10 ERROR: interconnect Error: Could not set up tcp listener socket


报错信息

**** con19047721,,seg14,,,,sx1,"FATAL","58M01","interconnect Error: Could not set up tcp listener socket","bind: Address already in use",,,,,,0,,"ic_tcp.c",293,
**** con19047731,,seg14,,,,sx1,"FATAL","58M01","interconnect Error: Could not set up tcp listener socket","bind: Address already in use",,,,,,0,,"ic_tcp.c",293,
**** con19047723,,seg14,,,,sx1,"FATAL","58M01","interconnect Error: Could not set up tcp listener socket","bind: Address already in use",,,,,,0,,"ic_tcp.c",293,

问题分析

  1. 使用 journalctl 发现 NetworkManager 一直在重启 dhclient 服务,在重启期间会导致网络中断现象。

    NetworkManager[2285]: <info>  [1691711564.7553] device (ens10f0): state change: config -> ip-config (rea
    NetworkManager[2285]: <info>  [1691711564.7562] dhcp4 (ens10f0): activation: beginning transaction (time
    NetworkManager[2285]: <info>  [1691711564.7599] dhcp4 (ens10f0): dhclient started with pid 88186
    dhclient[88186]: DHCPDISCOVER on ens10f0 to 255.255.255.255 port 67 interval 6 (xid=0x34e8d695)
    dhclient[88186]: DHCPDISCOVER on ens10f0 to 255.255.255.255 port 67 interval 12 (xid=0x34e8d695)
  2. 在 CentOS 7 中会存在 networkNetworkManager 两个与网络配置有关的服务,network 是通过静态网络接口配置,而 NetworkManager 是动态网络来实现网络的管理,然而这两个服务同时启动时,会产生冲突,NetworkManager 会在网络断开的时候会清理路由,导致网络断开。

  3. 在监控上查看找NetStat 面板,查看连接使用情况。

解决方案

  1. 关掉 NetworkManager 服务
    systemctl stop NetworkManager  
    systemctl disable NetworkManager
  2. 查看其他的应用是否有连接没有关闭的情况。


11 使用 mxshift 工具进行迁移之前,如何增加白名单?


将目标端 IP 网段配置到源端 Master 机器上的 pg_hba 文件中即可。


12 如果我在内网环境使用 mxshift 工具,需要开通哪些端口?


  • 源端数据库:如果未配置 disable-connector = false,则会在源端数据库的 Segment 节点上为相应 Primary 实例生成随机端口;配置为 true,系统会则根据源端集群初始化时配置的 Primary 实例端口进行分配。
  • 目标端数据库:YMatrix 会在目标端数据库开启随机端口,如果需要手动指定,则需通过修改环境变量来实现: export MXSHIFT_WORKER_PORT_BASE = <端口号>,同时需指定配置文件中的压缩方式 --compress-method。开启压缩会使得再次执行 mxshift 后,执行日志能够显示端口范围。范围中的最大值会根据并发度以及 Segment 数量变化。
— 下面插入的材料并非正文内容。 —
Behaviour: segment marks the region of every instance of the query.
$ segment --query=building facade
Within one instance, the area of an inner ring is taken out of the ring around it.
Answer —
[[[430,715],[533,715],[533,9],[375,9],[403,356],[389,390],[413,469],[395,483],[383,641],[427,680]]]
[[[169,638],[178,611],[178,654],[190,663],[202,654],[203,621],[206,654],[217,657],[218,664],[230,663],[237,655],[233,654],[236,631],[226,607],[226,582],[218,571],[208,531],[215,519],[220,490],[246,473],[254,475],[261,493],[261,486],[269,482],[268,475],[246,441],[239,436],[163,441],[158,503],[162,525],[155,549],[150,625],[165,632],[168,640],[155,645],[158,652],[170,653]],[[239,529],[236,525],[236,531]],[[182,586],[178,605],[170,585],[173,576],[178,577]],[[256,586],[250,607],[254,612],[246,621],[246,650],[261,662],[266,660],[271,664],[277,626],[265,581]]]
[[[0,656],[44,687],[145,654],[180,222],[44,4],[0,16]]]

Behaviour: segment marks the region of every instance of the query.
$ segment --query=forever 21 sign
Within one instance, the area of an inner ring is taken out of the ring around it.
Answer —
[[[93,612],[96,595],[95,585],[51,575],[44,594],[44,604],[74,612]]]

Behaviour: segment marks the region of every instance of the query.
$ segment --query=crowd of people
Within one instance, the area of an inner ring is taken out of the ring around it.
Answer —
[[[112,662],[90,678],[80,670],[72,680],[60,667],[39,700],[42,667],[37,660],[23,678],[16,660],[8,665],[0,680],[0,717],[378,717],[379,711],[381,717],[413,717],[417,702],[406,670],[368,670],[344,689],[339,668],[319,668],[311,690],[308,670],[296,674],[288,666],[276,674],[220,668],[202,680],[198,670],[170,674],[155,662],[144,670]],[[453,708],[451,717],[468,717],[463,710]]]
13 index ron requires 19160 bvtes, maximum size is 8191


报错信息

java. lang.RuntimeException: org.springframework.web.client.HttpServerErrorException$InternalServerError: 500 Internal Server Error:
[ERROR: index row requires 19160 bytes, maximum size is 8191 (seg35 10.17.8.132:6012 pid=15508) (SQLSTATE 54000)]

问题分析

插入的数据时超过了 btree 索引的行数限制。

postgres=# CREATE TABLE test ( x text ) DISTRIBUTED BY(x);
CREATE TABLE
Time: 26.768 ms

postgres=# INSERT INTO test(x) VALUES ( repeat('x', 900000) );
INSERT 0 1
Time: 16.707 ms

postgres=# CREATE INDEX test_x ON test USING btree(x);
ERROR:  index row requires 10328 bytes, maximum size is 8191  (seg0 172.16.172.148:6000 pid=21674)
Time: 16.257 ms

postgres=# CREATE INDEX test_x ON test USING brin(x);
CREATE INDEX
Time: 19.866 ms

解决方案

减少字段的长度或者更换其他的索引。